The joy of this movie is seeing the good natured banter between the two friends. There is a natural flow to it that is authentic to the way most men interact in friendships with each other. Part of the fun of hanging out with Brydon and Coogan on their trek are the impressions. Those familiar with the previous movies are rewarded in seeing them both once again do their spot on Roger Moore impressions. Some new ones include Marlon Brando and Robert de Niro. It wouldn’t be a “Trip” movie without the pair doing an impression of someone’s cockney accent. This time, instead of the classic Michael Caine impression that they both nail, they do an impression of actor Ray Winstone that is every bit as perfect and hilarious.

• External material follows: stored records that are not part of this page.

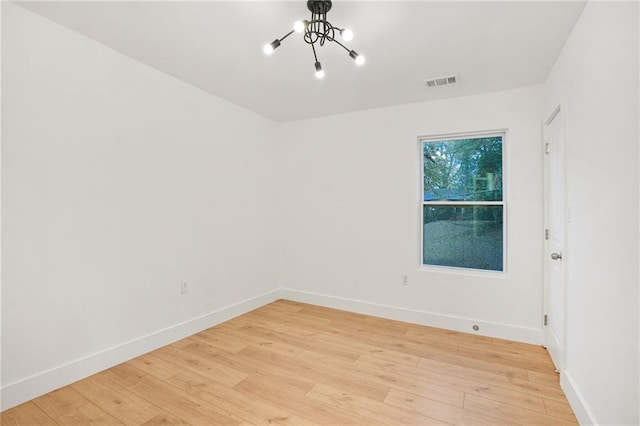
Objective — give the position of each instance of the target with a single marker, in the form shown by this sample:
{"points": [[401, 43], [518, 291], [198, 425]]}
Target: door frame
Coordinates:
{"points": [[561, 111]]}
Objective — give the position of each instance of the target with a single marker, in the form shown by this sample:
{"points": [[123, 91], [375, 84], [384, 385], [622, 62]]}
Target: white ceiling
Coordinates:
{"points": [[217, 46]]}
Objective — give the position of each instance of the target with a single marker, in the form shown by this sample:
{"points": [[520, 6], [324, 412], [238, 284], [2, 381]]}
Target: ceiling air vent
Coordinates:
{"points": [[440, 81]]}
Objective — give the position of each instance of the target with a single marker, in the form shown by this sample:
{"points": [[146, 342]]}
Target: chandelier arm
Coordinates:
{"points": [[313, 47], [341, 45], [287, 35]]}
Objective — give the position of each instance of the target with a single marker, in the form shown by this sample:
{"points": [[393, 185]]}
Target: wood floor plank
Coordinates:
{"points": [[443, 412], [275, 393], [186, 360], [67, 407], [116, 400], [466, 385], [235, 402], [26, 414], [511, 413], [181, 404], [165, 419], [321, 373], [299, 364], [519, 385], [376, 411]]}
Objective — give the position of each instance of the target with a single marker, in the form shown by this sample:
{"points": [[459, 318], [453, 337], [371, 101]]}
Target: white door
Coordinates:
{"points": [[554, 304]]}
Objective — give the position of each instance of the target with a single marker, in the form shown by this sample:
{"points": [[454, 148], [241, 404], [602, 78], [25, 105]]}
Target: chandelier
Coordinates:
{"points": [[316, 32]]}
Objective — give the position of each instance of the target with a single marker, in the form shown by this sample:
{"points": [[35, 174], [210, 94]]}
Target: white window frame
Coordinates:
{"points": [[421, 203]]}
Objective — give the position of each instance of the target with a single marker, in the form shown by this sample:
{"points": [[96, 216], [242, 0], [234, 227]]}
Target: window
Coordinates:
{"points": [[463, 208]]}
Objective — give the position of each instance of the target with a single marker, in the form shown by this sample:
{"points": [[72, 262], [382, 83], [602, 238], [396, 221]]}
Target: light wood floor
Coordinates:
{"points": [[292, 363]]}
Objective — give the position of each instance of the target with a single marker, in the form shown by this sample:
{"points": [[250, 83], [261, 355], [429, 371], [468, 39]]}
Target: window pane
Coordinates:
{"points": [[463, 170], [463, 236]]}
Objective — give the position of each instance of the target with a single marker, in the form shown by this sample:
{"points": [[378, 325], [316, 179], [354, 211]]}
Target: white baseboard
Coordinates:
{"points": [[576, 400], [449, 322], [31, 387]]}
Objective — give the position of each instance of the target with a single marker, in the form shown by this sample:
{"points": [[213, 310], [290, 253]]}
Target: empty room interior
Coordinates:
{"points": [[317, 212]]}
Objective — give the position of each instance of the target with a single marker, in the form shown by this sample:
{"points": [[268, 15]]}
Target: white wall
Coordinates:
{"points": [[118, 183], [351, 215], [596, 81]]}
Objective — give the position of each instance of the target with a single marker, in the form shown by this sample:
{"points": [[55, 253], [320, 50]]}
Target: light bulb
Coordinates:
{"points": [[299, 26], [356, 57], [319, 70], [347, 35], [269, 48]]}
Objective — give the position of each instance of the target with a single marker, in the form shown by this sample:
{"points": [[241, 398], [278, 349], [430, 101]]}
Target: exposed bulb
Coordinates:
{"points": [[356, 57], [347, 35], [269, 48], [299, 26], [319, 70]]}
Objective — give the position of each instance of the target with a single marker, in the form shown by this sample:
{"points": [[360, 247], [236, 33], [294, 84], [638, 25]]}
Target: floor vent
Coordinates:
{"points": [[440, 81]]}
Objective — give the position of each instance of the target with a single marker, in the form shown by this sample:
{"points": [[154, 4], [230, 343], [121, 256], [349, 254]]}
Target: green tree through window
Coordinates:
{"points": [[463, 205]]}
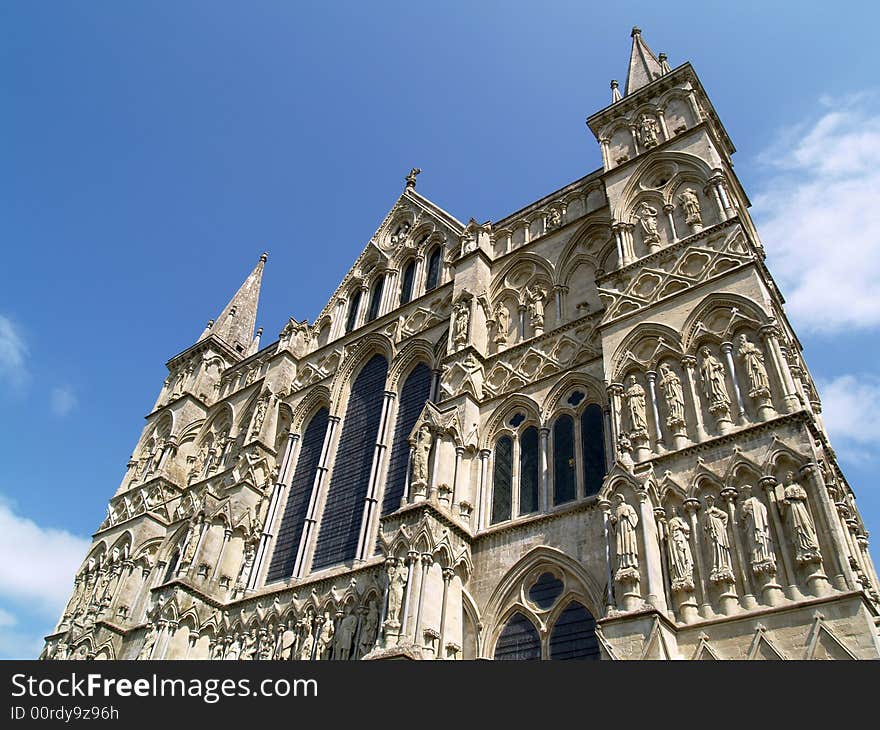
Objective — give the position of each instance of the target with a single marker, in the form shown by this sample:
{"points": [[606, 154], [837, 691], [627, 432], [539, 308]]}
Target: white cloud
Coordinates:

The “Trip” movies typically have a plot of some kind other than the journey from one place to the next, and “The Trip to Greece” is no exception. There is a B-story thread that follows Coogan throughout and pays off at the end. It’s more dramatic and serious than the fun and frivolity he has with Brydon, but I will take it as a counterpoint that accentuates the comedy and also, as someone still scratching his head over the ending of “The Trip to Spain,” I appreciate that the movie actually feels complete and doesn’t just nihilistically trail off and abruptly stop. Rent it.
“Deep Blue Sea 3,” in which a marine biologist and her team studying the effects of climate change off the coast of Mozambique confront three genetically enhanced bull sharks, starring Nathaniel Buzolic, Emerson Brooks, Bren Foster; and “Fulci for Fake,” the first biopic about Lucio Fulci, who is in my opinion the most wildly inconsistent director of all time, with never seen before footage, photos and interviews.